The main distinction of cerebral hemodynamics in high-frequency ventilation from other modes of ventilation was in considerable increase in mean flow velocity (Vm). Increase in this parameter was basically associated with high cerebral perfusion pressure.

Parameters of cerebral hemodynamics in Table 2 indicate that in all modes of ventilation besides sHFJV cerebral hypoperfusion developed (normal ranges of CPP – 80-100 mmHg). Incidentally, CPP was in normal ranges, which may be associated with the absence of depression of systemic hemodynamics and much lower ICP in high-frequency ventilation. It is worth to emphasize that characteristics of cerebral perfusion in HFJV did not depend on the severity of consciousness disturbance since the condition of the patients in sHFJV was significantly worse than those on spontaneous breathing or supportive ventilation, and did not differ from those who were on volume-controlled ventilation (according to Glasgow Coma Scale). The fact that attracts attention is that ICP is much lower in high-frequency ventilation. This phenomenon is quite important; because it allows us to be convinced, that high-frequency ventilation is one of the factors preventing the progression of cerebral hypertension in comatose conditions.
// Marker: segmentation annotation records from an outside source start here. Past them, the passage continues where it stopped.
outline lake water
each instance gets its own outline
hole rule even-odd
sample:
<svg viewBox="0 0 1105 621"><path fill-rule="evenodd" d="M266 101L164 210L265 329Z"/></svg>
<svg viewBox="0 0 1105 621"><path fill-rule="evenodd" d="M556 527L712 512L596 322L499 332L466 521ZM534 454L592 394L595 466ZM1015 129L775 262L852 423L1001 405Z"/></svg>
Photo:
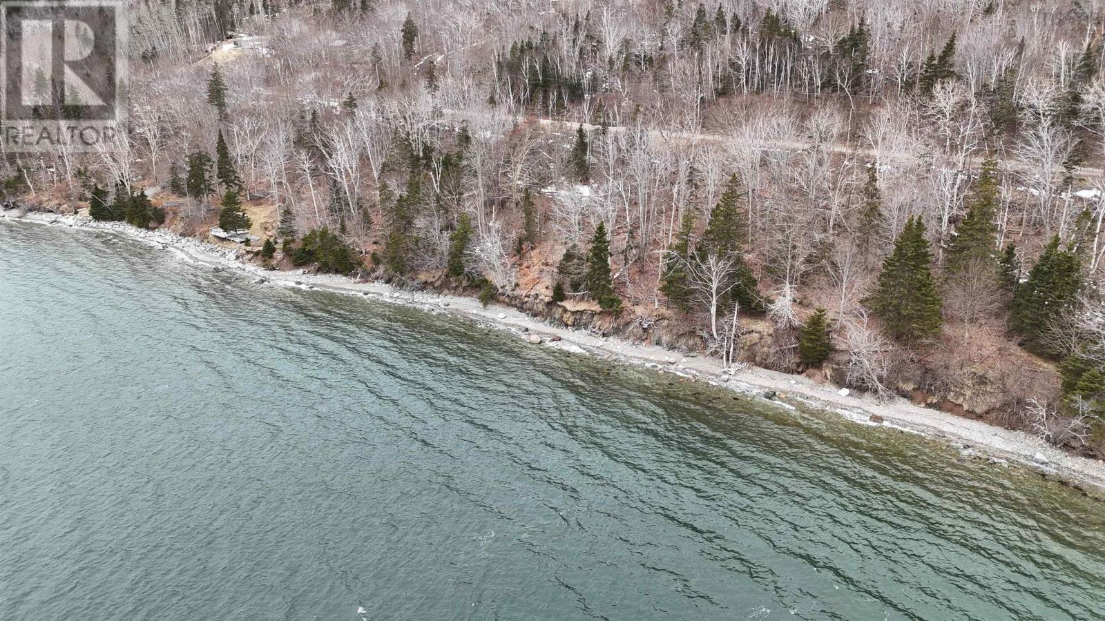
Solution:
<svg viewBox="0 0 1105 621"><path fill-rule="evenodd" d="M6 621L1105 618L1105 504L955 457L0 221Z"/></svg>

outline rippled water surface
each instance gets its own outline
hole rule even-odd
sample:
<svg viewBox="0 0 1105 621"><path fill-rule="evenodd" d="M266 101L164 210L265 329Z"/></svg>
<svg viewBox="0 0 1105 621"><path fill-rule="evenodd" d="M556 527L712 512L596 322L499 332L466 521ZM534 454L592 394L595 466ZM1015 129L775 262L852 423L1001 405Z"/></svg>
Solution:
<svg viewBox="0 0 1105 621"><path fill-rule="evenodd" d="M0 222L3 620L1105 618L1105 505L954 456Z"/></svg>

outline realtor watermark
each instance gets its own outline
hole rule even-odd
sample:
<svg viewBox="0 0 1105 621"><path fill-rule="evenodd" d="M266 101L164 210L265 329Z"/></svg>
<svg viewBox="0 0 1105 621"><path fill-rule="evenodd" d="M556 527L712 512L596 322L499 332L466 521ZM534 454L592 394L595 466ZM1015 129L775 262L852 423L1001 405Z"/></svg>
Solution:
<svg viewBox="0 0 1105 621"><path fill-rule="evenodd" d="M126 131L126 0L0 0L0 147L110 149Z"/></svg>

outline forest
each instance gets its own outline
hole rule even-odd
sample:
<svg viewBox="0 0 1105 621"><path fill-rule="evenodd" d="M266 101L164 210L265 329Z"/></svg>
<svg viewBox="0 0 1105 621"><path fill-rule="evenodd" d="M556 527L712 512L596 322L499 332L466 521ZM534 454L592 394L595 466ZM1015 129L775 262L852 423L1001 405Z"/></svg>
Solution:
<svg viewBox="0 0 1105 621"><path fill-rule="evenodd" d="M8 199L1105 456L1105 2L135 0ZM49 117L51 110L42 110Z"/></svg>

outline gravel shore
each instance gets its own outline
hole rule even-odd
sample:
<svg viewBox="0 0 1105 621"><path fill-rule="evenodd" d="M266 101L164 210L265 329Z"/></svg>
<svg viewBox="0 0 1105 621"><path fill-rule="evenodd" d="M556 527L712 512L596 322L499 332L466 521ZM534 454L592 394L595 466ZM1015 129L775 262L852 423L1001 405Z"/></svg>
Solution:
<svg viewBox="0 0 1105 621"><path fill-rule="evenodd" d="M275 286L325 290L359 295L393 304L448 313L478 324L509 330L544 347L555 347L578 355L590 355L642 365L657 371L676 373L694 381L705 381L746 394L775 393L783 407L809 407L838 413L856 424L882 425L943 440L965 456L996 463L1021 464L1059 480L1080 484L1087 492L1105 495L1105 463L1069 454L1038 438L980 421L918 407L905 399L878 402L856 392L818 383L802 376L747 367L726 373L717 359L686 357L661 347L635 345L619 338L600 337L545 324L517 309L491 305L484 307L471 297L401 291L382 283L359 283L345 276L314 275L298 271L271 271L235 259L233 249L186 238L166 230L143 231L119 222L97 222L76 215L2 211L8 219L49 225L117 231L131 239L177 253L182 260L211 269L235 272ZM766 399L766 398L765 398ZM872 422L872 420L881 422Z"/></svg>

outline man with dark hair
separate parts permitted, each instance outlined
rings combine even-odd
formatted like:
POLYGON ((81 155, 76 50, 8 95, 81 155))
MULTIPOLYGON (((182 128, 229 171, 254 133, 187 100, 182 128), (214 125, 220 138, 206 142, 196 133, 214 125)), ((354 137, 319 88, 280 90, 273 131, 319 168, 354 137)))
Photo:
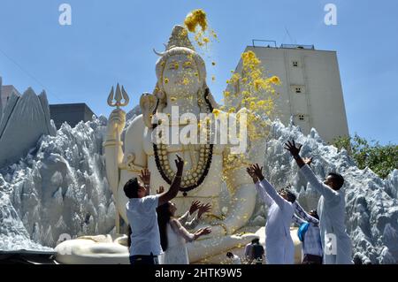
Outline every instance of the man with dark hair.
POLYGON ((128 223, 131 226, 130 263, 132 264, 158 264, 157 255, 162 251, 157 208, 177 196, 181 183, 184 161, 177 155, 177 172, 169 191, 149 195, 150 173, 142 171, 140 176, 143 186, 136 178, 126 183, 123 190, 129 199, 126 208, 128 223))
POLYGON ((264 247, 260 244, 258 238, 253 239, 251 243, 249 243, 245 247, 245 257, 249 263, 252 263, 253 261, 256 264, 262 264, 264 261, 264 247))
POLYGON ((319 180, 308 165, 312 159, 302 159, 295 141, 287 141, 285 149, 295 158, 300 171, 321 194, 318 205, 319 228, 325 264, 351 264, 351 240, 346 232, 346 201, 341 187, 344 179, 338 173, 329 173, 324 182, 319 180))
POLYGON ((265 225, 265 260, 267 264, 293 264, 295 245, 290 236, 290 225, 294 214, 292 197, 288 193, 278 193, 265 179, 263 167, 258 164, 247 168, 255 183, 256 190, 268 207, 265 225))
POLYGON ((297 201, 293 203, 293 222, 299 226, 297 236, 302 241, 302 264, 322 264, 324 251, 317 210, 307 213, 297 201))
POLYGON ((241 258, 238 255, 233 255, 231 252, 226 253, 226 257, 229 258, 232 264, 241 264, 241 258))

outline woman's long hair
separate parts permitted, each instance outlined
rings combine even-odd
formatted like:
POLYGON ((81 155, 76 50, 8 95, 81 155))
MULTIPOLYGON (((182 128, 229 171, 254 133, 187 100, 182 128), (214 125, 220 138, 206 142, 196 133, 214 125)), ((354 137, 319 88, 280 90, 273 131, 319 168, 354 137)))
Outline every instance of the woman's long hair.
POLYGON ((165 251, 168 247, 167 240, 167 224, 170 219, 172 217, 172 213, 170 212, 170 202, 167 202, 163 205, 157 207, 157 225, 159 225, 159 232, 160 232, 160 245, 162 245, 163 251, 165 251))

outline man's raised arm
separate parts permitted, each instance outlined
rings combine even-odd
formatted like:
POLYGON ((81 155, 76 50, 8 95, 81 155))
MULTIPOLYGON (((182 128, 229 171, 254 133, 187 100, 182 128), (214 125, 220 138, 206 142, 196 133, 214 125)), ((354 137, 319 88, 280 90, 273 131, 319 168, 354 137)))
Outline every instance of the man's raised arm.
POLYGON ((184 169, 184 161, 179 155, 177 155, 177 159, 174 160, 174 162, 175 165, 177 166, 177 172, 175 174, 174 179, 172 180, 169 191, 160 194, 158 203, 159 206, 174 199, 179 194, 180 187, 181 184, 182 171, 184 169))

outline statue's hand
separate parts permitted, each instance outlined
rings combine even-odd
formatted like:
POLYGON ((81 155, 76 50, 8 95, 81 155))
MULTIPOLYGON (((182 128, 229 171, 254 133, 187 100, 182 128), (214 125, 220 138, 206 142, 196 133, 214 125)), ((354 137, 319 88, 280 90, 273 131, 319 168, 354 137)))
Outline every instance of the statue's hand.
POLYGON ((126 125, 126 112, 121 109, 113 110, 109 117, 108 134, 119 134, 126 125))

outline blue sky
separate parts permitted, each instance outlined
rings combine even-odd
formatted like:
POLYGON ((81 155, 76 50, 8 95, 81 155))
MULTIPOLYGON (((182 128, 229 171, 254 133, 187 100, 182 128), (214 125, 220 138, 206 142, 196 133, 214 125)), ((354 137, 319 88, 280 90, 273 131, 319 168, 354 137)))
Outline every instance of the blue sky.
POLYGON ((86 103, 108 116, 112 85, 131 97, 152 91, 157 56, 172 26, 203 8, 219 42, 206 53, 219 102, 230 70, 252 39, 314 44, 337 50, 348 127, 368 139, 398 143, 398 2, 296 0, 0 0, 0 76, 19 91, 47 91, 50 103, 86 103), (72 6, 72 26, 58 7, 72 6), (337 26, 324 7, 337 6, 337 26), (288 31, 288 34, 287 33, 288 31))

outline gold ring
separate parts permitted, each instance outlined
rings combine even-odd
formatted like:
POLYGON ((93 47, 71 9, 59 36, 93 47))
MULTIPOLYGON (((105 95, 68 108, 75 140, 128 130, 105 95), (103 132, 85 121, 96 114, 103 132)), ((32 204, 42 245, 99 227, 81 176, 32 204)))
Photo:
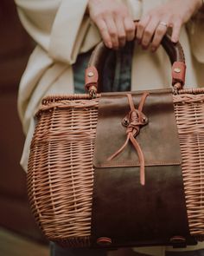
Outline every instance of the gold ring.
POLYGON ((165 26, 166 28, 168 27, 168 23, 164 23, 164 22, 160 22, 159 25, 163 25, 165 26))

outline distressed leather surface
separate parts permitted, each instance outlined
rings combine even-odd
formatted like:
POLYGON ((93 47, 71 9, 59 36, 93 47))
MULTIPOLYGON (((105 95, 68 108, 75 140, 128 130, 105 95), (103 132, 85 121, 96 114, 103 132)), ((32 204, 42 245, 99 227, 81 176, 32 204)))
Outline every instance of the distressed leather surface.
MULTIPOLYGON (((141 93, 132 97, 137 107, 141 93)), ((102 95, 93 157, 92 246, 98 246, 100 237, 110 238, 111 247, 171 245, 174 236, 194 244, 188 231, 171 90, 150 92, 143 109, 149 124, 137 141, 144 154, 145 186, 139 181, 132 146, 106 161, 125 140, 121 121, 129 111, 125 93, 102 95)))
MULTIPOLYGON (((132 93, 136 107, 141 95, 141 93, 132 93)), ((139 165, 137 154, 131 143, 118 157, 107 161, 108 157, 125 141, 126 129, 121 121, 129 111, 130 106, 125 93, 103 94, 99 101, 97 141, 94 148, 95 167, 139 165)), ((150 93, 145 101, 143 113, 148 117, 149 122, 141 128, 137 141, 143 152, 145 165, 181 164, 182 156, 171 90, 156 90, 150 93)))

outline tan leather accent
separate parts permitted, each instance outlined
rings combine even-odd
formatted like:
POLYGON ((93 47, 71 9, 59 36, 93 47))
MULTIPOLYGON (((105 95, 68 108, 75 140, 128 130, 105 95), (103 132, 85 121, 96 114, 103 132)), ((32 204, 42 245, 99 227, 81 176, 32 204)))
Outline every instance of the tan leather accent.
POLYGON ((180 82, 182 87, 185 84, 186 64, 181 62, 175 62, 172 66, 172 85, 180 82))
MULTIPOLYGON (((171 42, 169 36, 166 35, 162 40, 162 45, 164 48, 165 51, 167 52, 172 65, 175 62, 182 62, 183 65, 185 65, 185 56, 183 54, 182 47, 180 44, 180 43, 173 43, 171 42)), ((105 44, 103 43, 103 42, 101 42, 96 46, 96 48, 92 51, 92 54, 90 57, 88 67, 96 68, 96 69, 99 72, 99 80, 100 80, 101 74, 103 74, 103 67, 104 67, 105 60, 111 50, 112 49, 106 48, 105 44)), ((184 82, 185 82, 183 75, 185 76, 184 72, 182 73, 182 79, 181 80, 182 82, 182 84, 184 84, 184 82)), ((177 75, 175 75, 172 77, 173 85, 178 82, 178 79, 176 79, 176 77, 177 75)), ((86 75, 86 79, 87 79, 86 75)), ((89 89, 88 84, 89 84, 89 79, 86 80, 86 89, 89 89)), ((98 86, 99 87, 98 92, 101 92, 103 91, 102 89, 103 85, 101 84, 100 81, 99 84, 99 86, 98 86)))
POLYGON ((95 67, 88 67, 85 71, 85 88, 86 90, 93 89, 93 87, 97 89, 98 87, 99 74, 95 67))
MULTIPOLYGON (((144 155, 145 167, 179 165, 182 161, 171 89, 154 90, 145 101, 143 113, 148 125, 143 127, 137 141, 144 155), (165 141, 165 142, 164 142, 165 141)), ((138 106, 143 92, 131 92, 134 105, 138 106)), ((97 167, 140 167, 140 160, 131 143, 111 161, 126 140, 121 121, 130 111, 126 93, 104 93, 99 100, 99 121, 93 165, 97 167)))
POLYGON ((138 135, 140 128, 147 124, 147 117, 143 114, 143 108, 145 102, 146 97, 148 96, 148 93, 144 93, 142 95, 142 98, 139 102, 138 109, 135 108, 134 102, 132 100, 131 94, 127 94, 128 102, 130 104, 131 111, 129 114, 124 117, 125 122, 124 120, 122 124, 126 127, 126 134, 127 138, 124 141, 124 145, 118 149, 112 156, 108 158, 108 161, 112 160, 117 155, 118 155, 126 147, 127 143, 131 141, 135 148, 140 162, 140 184, 145 184, 145 173, 144 173, 144 158, 143 150, 141 149, 138 142, 136 140, 136 137, 138 135))

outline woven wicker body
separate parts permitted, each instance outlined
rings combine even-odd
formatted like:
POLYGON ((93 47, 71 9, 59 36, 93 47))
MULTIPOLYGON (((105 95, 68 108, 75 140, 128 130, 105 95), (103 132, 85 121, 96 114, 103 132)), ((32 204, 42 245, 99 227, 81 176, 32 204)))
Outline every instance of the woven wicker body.
MULTIPOLYGON (((49 240, 88 246, 99 95, 48 97, 31 143, 28 188, 36 222, 49 240)), ((204 239, 204 89, 173 95, 191 235, 204 239)))

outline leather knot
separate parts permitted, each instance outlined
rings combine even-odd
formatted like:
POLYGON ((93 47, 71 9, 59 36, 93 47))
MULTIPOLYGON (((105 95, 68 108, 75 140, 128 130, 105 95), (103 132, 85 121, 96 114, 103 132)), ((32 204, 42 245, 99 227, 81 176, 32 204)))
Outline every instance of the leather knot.
POLYGON ((126 134, 132 133, 136 137, 140 131, 140 128, 148 123, 146 115, 138 109, 133 109, 123 119, 122 125, 126 127, 126 134))
POLYGON ((145 184, 145 174, 144 174, 144 157, 143 151, 136 140, 137 135, 140 132, 140 128, 148 123, 147 116, 142 112, 143 107, 145 102, 146 97, 149 95, 148 93, 144 93, 140 100, 138 108, 135 108, 134 102, 132 100, 132 96, 131 94, 127 94, 128 102, 130 104, 131 111, 128 115, 122 120, 122 125, 126 127, 126 135, 127 139, 124 145, 115 152, 112 156, 108 158, 108 161, 112 160, 118 154, 119 154, 125 146, 127 145, 128 141, 131 141, 133 147, 135 148, 139 161, 140 161, 140 183, 141 185, 145 184))

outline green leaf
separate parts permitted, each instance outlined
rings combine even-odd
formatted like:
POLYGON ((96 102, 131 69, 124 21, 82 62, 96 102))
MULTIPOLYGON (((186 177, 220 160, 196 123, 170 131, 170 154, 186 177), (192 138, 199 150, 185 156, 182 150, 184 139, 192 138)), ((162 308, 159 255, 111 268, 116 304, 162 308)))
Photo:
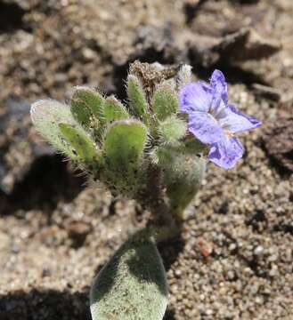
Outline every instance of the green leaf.
POLYGON ((172 87, 164 83, 160 84, 153 95, 153 111, 159 120, 164 120, 178 112, 178 98, 172 87))
POLYGON ((166 273, 155 244, 134 236, 100 271, 91 289, 93 320, 162 320, 166 273))
POLYGON ((30 116, 36 129, 57 150, 74 160, 77 158, 59 127, 60 123, 77 124, 68 106, 51 100, 39 100, 32 104, 30 116))
POLYGON ((142 182, 147 129, 138 120, 119 120, 108 128, 103 141, 102 180, 114 193, 135 194, 142 182))
POLYGON ((81 161, 94 160, 96 156, 94 144, 84 130, 67 124, 59 124, 59 128, 81 161))
POLYGON ((174 144, 186 134, 186 122, 175 115, 168 116, 159 124, 159 132, 163 143, 174 144))
POLYGON ((186 64, 181 66, 175 78, 178 90, 190 84, 192 81, 191 66, 186 64))
POLYGON ((147 130, 136 120, 116 121, 107 131, 103 148, 113 169, 136 167, 142 156, 147 130))
POLYGON ((106 99, 103 112, 105 121, 110 124, 117 120, 127 119, 129 117, 126 108, 114 96, 106 99))
POLYGON ((71 111, 82 125, 89 125, 91 116, 99 120, 102 117, 103 103, 104 98, 99 92, 77 86, 71 99, 71 111))
POLYGON ((133 115, 148 125, 150 123, 149 106, 142 85, 135 76, 128 76, 127 93, 133 115))

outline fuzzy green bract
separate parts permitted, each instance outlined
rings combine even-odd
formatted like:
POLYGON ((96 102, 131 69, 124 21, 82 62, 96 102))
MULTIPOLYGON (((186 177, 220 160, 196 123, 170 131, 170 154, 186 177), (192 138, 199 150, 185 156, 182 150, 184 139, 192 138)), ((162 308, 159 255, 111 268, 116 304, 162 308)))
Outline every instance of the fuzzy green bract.
POLYGON ((147 140, 146 127, 137 120, 116 121, 103 141, 104 178, 120 192, 133 193, 147 140))
POLYGON ((161 320, 165 269, 154 242, 135 235, 100 271, 91 290, 93 320, 161 320))
POLYGON ((78 86, 69 105, 45 100, 31 108, 36 129, 58 151, 114 196, 134 198, 151 212, 95 279, 93 320, 163 318, 166 275, 153 239, 179 234, 206 166, 206 147, 191 140, 187 117, 178 112, 178 92, 191 81, 191 67, 133 66, 127 106, 78 86))

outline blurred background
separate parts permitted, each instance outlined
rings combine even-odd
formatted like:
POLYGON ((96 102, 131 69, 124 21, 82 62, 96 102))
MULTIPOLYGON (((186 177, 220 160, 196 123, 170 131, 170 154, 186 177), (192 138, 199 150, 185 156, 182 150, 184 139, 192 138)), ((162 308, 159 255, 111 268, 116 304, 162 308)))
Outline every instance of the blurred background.
POLYGON ((90 318, 93 276, 146 219, 29 119, 32 101, 77 84, 126 100, 135 60, 191 64, 195 80, 219 68, 230 101, 264 122, 236 169, 209 166, 182 238, 160 248, 166 319, 293 318, 292 17, 291 0, 0 0, 1 319, 90 318))

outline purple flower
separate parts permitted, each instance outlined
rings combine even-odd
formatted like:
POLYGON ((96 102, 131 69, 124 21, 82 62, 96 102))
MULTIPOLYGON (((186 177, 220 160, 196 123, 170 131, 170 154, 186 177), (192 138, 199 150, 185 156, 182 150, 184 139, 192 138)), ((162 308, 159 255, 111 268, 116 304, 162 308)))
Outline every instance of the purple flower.
POLYGON ((261 122, 228 104, 227 84, 215 70, 210 84, 191 83, 180 92, 180 111, 189 116, 189 131, 203 144, 210 145, 208 158, 224 169, 232 168, 243 156, 235 133, 252 130, 261 122))

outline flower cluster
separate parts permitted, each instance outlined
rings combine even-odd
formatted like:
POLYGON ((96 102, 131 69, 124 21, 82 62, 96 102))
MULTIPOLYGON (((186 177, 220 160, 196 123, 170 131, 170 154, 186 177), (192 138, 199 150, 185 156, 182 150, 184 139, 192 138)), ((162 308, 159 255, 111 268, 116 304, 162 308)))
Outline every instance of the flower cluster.
POLYGON ((190 132, 210 146, 209 160, 224 169, 232 168, 243 156, 243 147, 235 133, 261 125, 228 103, 227 84, 219 70, 213 72, 210 84, 196 82, 183 87, 179 108, 189 116, 190 132))

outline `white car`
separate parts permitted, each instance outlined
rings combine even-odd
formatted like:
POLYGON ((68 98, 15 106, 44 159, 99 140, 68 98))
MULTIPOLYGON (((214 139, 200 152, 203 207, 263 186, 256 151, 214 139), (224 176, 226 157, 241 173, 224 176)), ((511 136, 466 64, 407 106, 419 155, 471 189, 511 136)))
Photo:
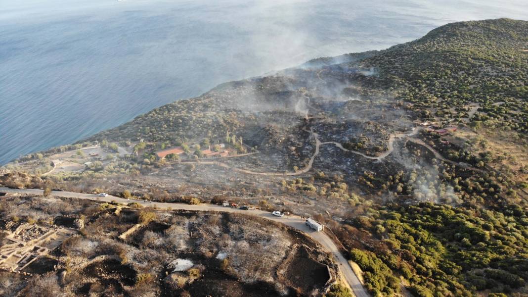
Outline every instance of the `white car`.
POLYGON ((273 215, 274 216, 275 216, 276 217, 282 217, 284 216, 284 214, 283 212, 281 212, 280 211, 278 211, 277 210, 274 211, 273 212, 271 212, 271 214, 273 215))

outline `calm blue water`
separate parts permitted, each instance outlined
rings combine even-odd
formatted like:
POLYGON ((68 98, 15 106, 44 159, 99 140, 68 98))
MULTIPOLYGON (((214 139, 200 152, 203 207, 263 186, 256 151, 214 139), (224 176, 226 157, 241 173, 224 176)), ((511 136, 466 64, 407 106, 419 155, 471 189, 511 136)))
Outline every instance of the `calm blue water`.
POLYGON ((524 0, 210 2, 0 0, 0 164, 226 81, 528 15, 524 0))

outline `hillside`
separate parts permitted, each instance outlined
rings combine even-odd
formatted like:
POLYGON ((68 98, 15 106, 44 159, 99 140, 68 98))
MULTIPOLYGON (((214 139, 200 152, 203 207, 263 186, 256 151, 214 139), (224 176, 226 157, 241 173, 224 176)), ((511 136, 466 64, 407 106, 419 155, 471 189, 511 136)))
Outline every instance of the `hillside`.
POLYGON ((290 212, 332 231, 374 296, 522 296, 527 66, 528 22, 449 24, 224 83, 0 183, 290 212))

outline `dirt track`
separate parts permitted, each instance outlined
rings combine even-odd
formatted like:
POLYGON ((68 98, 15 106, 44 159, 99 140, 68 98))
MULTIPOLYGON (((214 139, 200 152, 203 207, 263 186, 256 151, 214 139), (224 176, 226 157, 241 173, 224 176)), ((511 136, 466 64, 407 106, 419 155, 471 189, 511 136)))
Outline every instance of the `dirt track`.
MULTIPOLYGON (((0 192, 42 195, 43 191, 42 190, 36 189, 21 190, 16 189, 10 189, 7 188, 0 188, 0 192)), ((212 205, 190 205, 177 203, 149 202, 144 200, 130 200, 125 198, 116 197, 110 195, 106 197, 99 197, 96 194, 76 193, 74 192, 53 191, 52 191, 52 194, 62 197, 89 199, 91 200, 106 202, 111 202, 114 201, 123 203, 127 203, 131 202, 137 202, 146 207, 157 207, 162 209, 170 207, 172 209, 238 212, 246 215, 256 216, 268 220, 280 222, 292 227, 299 231, 307 234, 308 236, 313 238, 314 240, 319 243, 319 244, 320 244, 322 246, 326 248, 328 252, 331 252, 334 256, 334 259, 338 264, 340 270, 344 276, 346 282, 348 283, 350 287, 352 288, 354 292, 354 294, 357 297, 368 297, 370 296, 365 288, 364 288, 361 285, 357 276, 356 276, 354 273, 354 272, 352 271, 352 268, 350 267, 350 265, 348 264, 348 262, 341 254, 339 251, 339 249, 338 249, 337 247, 335 245, 334 242, 332 242, 332 239, 331 239, 330 238, 329 238, 323 232, 315 232, 309 229, 305 224, 304 220, 298 216, 291 215, 284 216, 284 217, 277 217, 272 216, 270 213, 267 211, 258 210, 243 210, 238 208, 223 207, 221 206, 212 205)))
POLYGON ((232 170, 233 171, 241 172, 242 173, 247 173, 248 174, 254 174, 257 175, 266 175, 268 177, 270 176, 289 177, 293 175, 298 175, 299 174, 303 174, 304 173, 306 173, 312 169, 312 166, 314 164, 314 160, 315 160, 315 157, 319 155, 319 148, 322 145, 333 144, 334 145, 335 145, 337 147, 341 148, 341 150, 345 152, 348 152, 350 153, 356 154, 363 157, 365 157, 369 159, 379 161, 386 157, 387 156, 388 156, 389 155, 391 154, 391 153, 392 153, 392 151, 394 151, 394 142, 397 138, 403 138, 405 137, 412 136, 417 133, 419 129, 417 129, 414 131, 413 131, 412 132, 408 134, 400 133, 391 135, 390 138, 389 139, 389 150, 384 152, 379 156, 375 157, 365 155, 363 153, 357 152, 356 151, 352 151, 350 150, 347 150, 346 148, 345 148, 343 146, 343 145, 338 142, 321 142, 319 140, 317 134, 313 132, 310 132, 310 133, 311 133, 311 135, 313 136, 314 138, 315 139, 315 151, 314 152, 314 154, 312 155, 312 157, 310 158, 310 161, 308 162, 308 165, 307 165, 306 166, 303 168, 303 169, 298 170, 297 171, 295 171, 295 172, 286 172, 278 173, 278 172, 261 172, 259 171, 252 171, 251 170, 248 170, 247 169, 242 169, 241 168, 232 167, 231 166, 228 165, 225 163, 215 161, 205 161, 205 162, 200 162, 200 161, 182 162, 182 163, 186 164, 194 164, 196 165, 214 165, 216 166, 218 166, 219 167, 222 167, 223 168, 225 168, 226 169, 228 169, 229 170, 232 170))

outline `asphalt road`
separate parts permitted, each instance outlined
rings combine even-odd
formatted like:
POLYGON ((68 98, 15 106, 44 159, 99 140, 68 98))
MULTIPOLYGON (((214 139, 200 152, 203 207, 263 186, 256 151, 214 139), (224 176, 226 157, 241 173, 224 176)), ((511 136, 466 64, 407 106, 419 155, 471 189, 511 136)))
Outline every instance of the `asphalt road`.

Table 2. Changes in intracranial and cerebral perfusion pressures two hours after ventilation with particular mode

In conclusion, we can stress that CMV mode has negative effects in which venous return may be disturbed and consequently cardiac output may be depressed. Decrease in cardiac output result in reduction of CPP which in turn leads to spasm of pial vessels, and dilation reserve does not react to increased tone of pial vessels. In SIMV and BiPAP we can observe such interaction of autoregulation parameters of cerebral circulation and systemic hemodynamics as in CMV. High-frequency ventilation does not have negative effects intrinsic to conventional ventilation. In the presence of maintained or increased cardiac output, chances to keep cerebral perfusion are more.

In sHFJV, it is seen that resistance of pial vessels (Pi) and ICP are significantly lower and dilation reserve is higher (OC). These all prevent development of severe spasm and brain ischemia. In both modes of conventional mechanical ventilation perfusion disturbance is apparent which is associated with substantial increase in vascular resistance of pial-capillary system.

5. Conclusions

Application of sHFJV as respiratory support in combined STBI makes favorable conditions for central hemodynamics and cerebral perfusion is considered as optimal mode of respiratory support in complex care of comatose conditions.

Absence of cerebral perfusion depression and integrity of autoregulation of cerebral circulation attest that during this mode of ventilation all processes of cerebral perfusion are adequately supplied.

Hence, high-frequency ventilation is more physiological and safer for patients with combined STBI.

ACKNOWLEDGEMENTS

We are grateful to Dr. Mahkamov K.E. for his counsel to and support of the Neurosurgical ICU and his insightful comments on the manuscript.

The authors declare no conflict of interest.

This study does not include the involvement of any budgetary, grant or other funds.

The article is published for the first time and is part of a scientific work.